I’m pretty brill. Especially when it comes to generating ideas. I used to be invited into conference rooms to brainstorm on all sorts of topics, and I could generate 100s of ways to market or promote the client’s product. I was pretty pleased with myself, to be honest. I had three small children at home, and I was able to earn a very good living on 4 days a week, of mostly brainstorming, and then writing up and fleshing out these promotional concepts. It was a good gig, that also had perqs such as pizza, Nerf balls, Legos, and M&Ms. Plus, for the most part, brainstorming was fun for me.
Then I got the idea in my head that I should do more with my life than figure out a cool way for American Express to launch its new charge card, or Avon to do a celebrity video, or Burger King to increase traffic and sales. My kids were getting bigger, and I had a little bandwidth free up. 🙂
I wanted to write a book, that much was clear to me.
But like most people, I procrastinated. At least, that’s what I thought I was doing. And like most people I scolded myself for procrastinating. And then I had fears…
What if I’m not a writer, at all?
Has anyone else had that gut-wrenching thought? It’s a painful thought, and it kept me stuck for some time. I’d lost confidence, and spent at least a year procrastinating to avoid that thought.
I wasn’t actually procrastinating. I was stuck, and didn’t know how to get out of that stuck place (like Winnie-the-Pooh without Rabbit to consult.)
I hadn’t identified the right problem. I was working on other, inconsequential problems – like how to find time in my schedule, how to get myself to sit down and write, how organize my thoughts, how to get an agent, how to sell a book. These might seem like salient problems, but until I could get clarity on what and why I wanted to write, there wasn’t much point in sitting down, or finding an agent.
Meanwhile, every advice in the world said: Just do it.
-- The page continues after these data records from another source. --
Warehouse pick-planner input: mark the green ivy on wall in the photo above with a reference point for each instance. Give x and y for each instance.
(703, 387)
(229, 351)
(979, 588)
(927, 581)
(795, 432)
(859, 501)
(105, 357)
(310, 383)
Or if you’re not doing it, you’re not a writer. Or preached discipline. And many of you reading this are chiming in, bec these tactics work for you. They don’t work for me. I could work for months on a great idea, only to give it up, and start on a new idea.
What I desperately needed to figure out is HOW TO CLARIFY my thoughts, and work on the right problem at the right time. (Again, many of you are good clarifiers and are saying “Duh…”) And before I could approach that problem I had to figure out:
What’s wrong with my brain?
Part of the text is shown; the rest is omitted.